Susana Banerjee, PhD, FRCP

“Less than half of patients with newly diagnosed advanced ovarian cancer survive to 5 years, so the risk for relapse remains high. Despite treatment improvements, recurrent ovarian cancer remains typically uncurable,” Susana Banerjee, PhD, FRCP, of Royal Marsden Hospital NHS Foundation Trust and Institute of Cancer Research, London, U.K., said in her presentation.

Data from the SOLO1 trial, presented at ESMO 2018, demonstrated that maintenance olaparib (Lynparza; AstraZeneca, Merck) significantly reduced the risk for disease progression by 70% compared with placebo, according to Banerjee.

“What we are going to see now is the results from the March 2020 data cutoff, which took place 5 years after the last patient was randomized in SOLO1. This represents the longest follow-up for any PARP inhibitor trial in the newly diagnosed advanced ovarian cancer setting,” she said.

Researchers reported 5-year follow-up data on patients who received maintenance olaparib (tablets; 300 mg twice daily) or placebo for up to 2 years or until progression to determine PFS and recurrence-free survival.

Investigators randomly assigned 260 patients to receive olaparib and 131 to receive placebo (median treatment duration: 24.6 vs. 13.9 months).
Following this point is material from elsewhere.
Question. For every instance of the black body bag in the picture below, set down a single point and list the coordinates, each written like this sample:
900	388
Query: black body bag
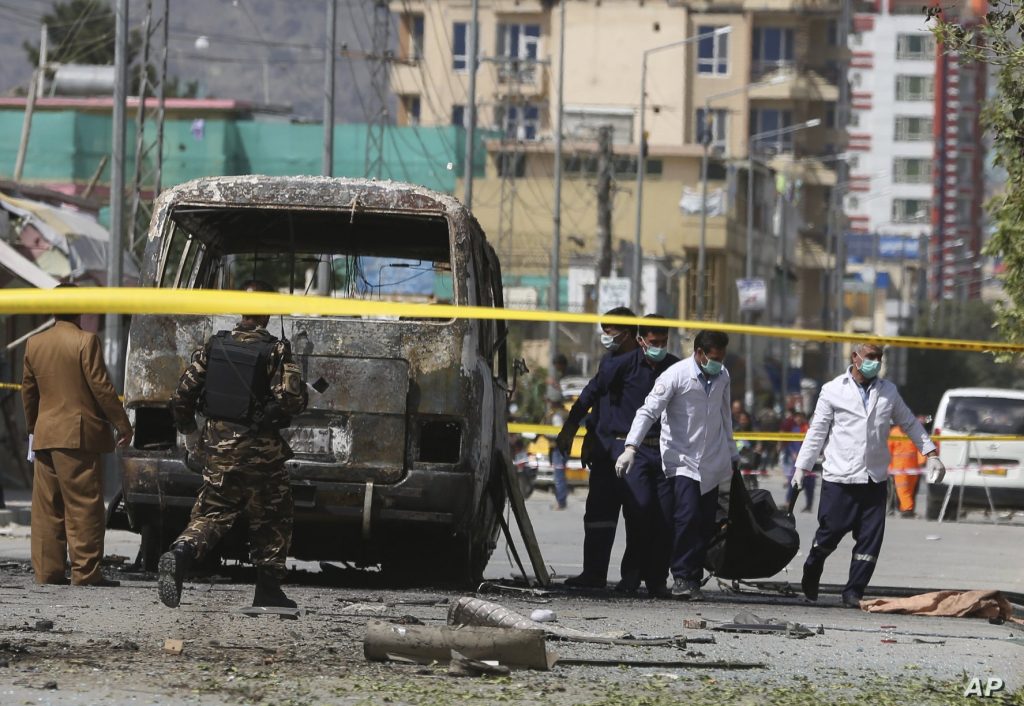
754	538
Banerjee and colleagues found that PFS benefit of maintenance olaparib was sustained for 5 years. In the maintenance olaparib arm, median PFS was 56 months compared with 13.8 months in the placebo arm (HR = 0.33; 95% CI, 0.25-0.43), according to the presentation. This indicted a 67% reduction of risk for disease progression or death among women in the olaparib arm.

“The curves indicate that at 5 years, 48% of women in the olaparib arm were progression-free compared to 21%,” Banerjee said.

Moreover, patients in complete response at baseline had a 63% reduced risk for disease recurrence or death, according to the abstract.

Post-hoc analysis to determine recurrence-free survival in patients who achieved complete response to chemotherapy indicated that 52% of patients in the maintenance olaparib arm remained free from relapse 5 years later compared with 22% of those in the placebo arm, according to Banerjee.

Secondary efficacy outcomes also supported the observed PFS benefit, Banerjee said. Further, maintenance olaparib at 5 years had a safety profile similar to that reported in the primary analysis, with no new safety signals or concerns, and no new cases of MDS/AML.

“The substantial benefits of maintenance olaparib continued beyond the end of treatment and with 2 years of treatment, median progression-free survival is over 4 and a half years,” Banerjee concluded. “These results provide further evidence to support the use of maintenance olaparib as a standard of care for women with newly diagnosed BRCA-mutated advanced ovarian cancer. It raises the possibility of achieving long-term remission and even cure for some patients.”